Shadow environment spokesman Archie Norman has called for the abolition of the secretary of state’s power to intervene in planning decisions.
The proposal is contained in a draft document due to be published next month that outlines Conservative Party policy on planning and housebuilding.
Former Asda boss Norman has also called for a fast-track independent appeals tribunal to clear the log-jam of developments in the planning system.
In addition, the Tories want an end to regional planning guidance and regional targets set by central government for the number of new houses to be built.
A spokesperson for Norman said: “We want local authorities to be able to set their own targets. We think local people are better placed to decide where and how to build.”

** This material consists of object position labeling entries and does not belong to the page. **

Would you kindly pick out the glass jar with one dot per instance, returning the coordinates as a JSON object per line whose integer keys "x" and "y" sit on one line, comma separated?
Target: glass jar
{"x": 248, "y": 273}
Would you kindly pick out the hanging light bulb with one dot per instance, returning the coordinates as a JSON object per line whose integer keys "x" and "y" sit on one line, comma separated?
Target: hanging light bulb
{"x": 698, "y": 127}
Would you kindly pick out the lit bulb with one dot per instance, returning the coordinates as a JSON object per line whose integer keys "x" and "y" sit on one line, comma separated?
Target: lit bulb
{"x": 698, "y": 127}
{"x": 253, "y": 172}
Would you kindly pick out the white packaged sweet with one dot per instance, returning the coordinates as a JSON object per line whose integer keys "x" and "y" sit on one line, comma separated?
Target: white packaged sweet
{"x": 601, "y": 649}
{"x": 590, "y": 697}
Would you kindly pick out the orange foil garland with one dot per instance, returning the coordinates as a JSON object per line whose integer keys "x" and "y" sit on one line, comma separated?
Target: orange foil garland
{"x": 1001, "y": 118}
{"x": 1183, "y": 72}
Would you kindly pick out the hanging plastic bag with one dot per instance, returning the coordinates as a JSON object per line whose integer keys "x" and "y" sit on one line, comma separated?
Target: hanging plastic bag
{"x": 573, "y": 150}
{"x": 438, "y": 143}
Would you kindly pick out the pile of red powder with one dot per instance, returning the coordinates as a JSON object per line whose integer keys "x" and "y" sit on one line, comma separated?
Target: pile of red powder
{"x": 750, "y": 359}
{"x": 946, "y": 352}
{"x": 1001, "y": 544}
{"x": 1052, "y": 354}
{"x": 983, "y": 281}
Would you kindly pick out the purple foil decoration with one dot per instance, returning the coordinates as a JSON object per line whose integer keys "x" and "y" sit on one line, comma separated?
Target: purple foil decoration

Norman is also thought to be working on alternative plans to promote brownfield development. The measures have cost implications and details will be withheld until nearer to the general election.
The news comes as the government’s strategy for meeting housing demand in the South-east suffered a setback.
The Conservative-dominated planning authority SERPLAN voted against government proposals to build 43 000 homes annually in the South-east.
SERPLAN chose instead to back a proposal put forward by Stephen Crow, a government adviser on housing. Crow said 33 000 homes should be built annually for the the next five years.
A spokesperson for construction minister Nick Raynsford said the minister felt that the decision was based on party affiliations.
He said: “The consultation process doesn’t end until Monday. The government is going to consider both the majority and minority views in deciding what to do next.”
A decision is expected in the autumn.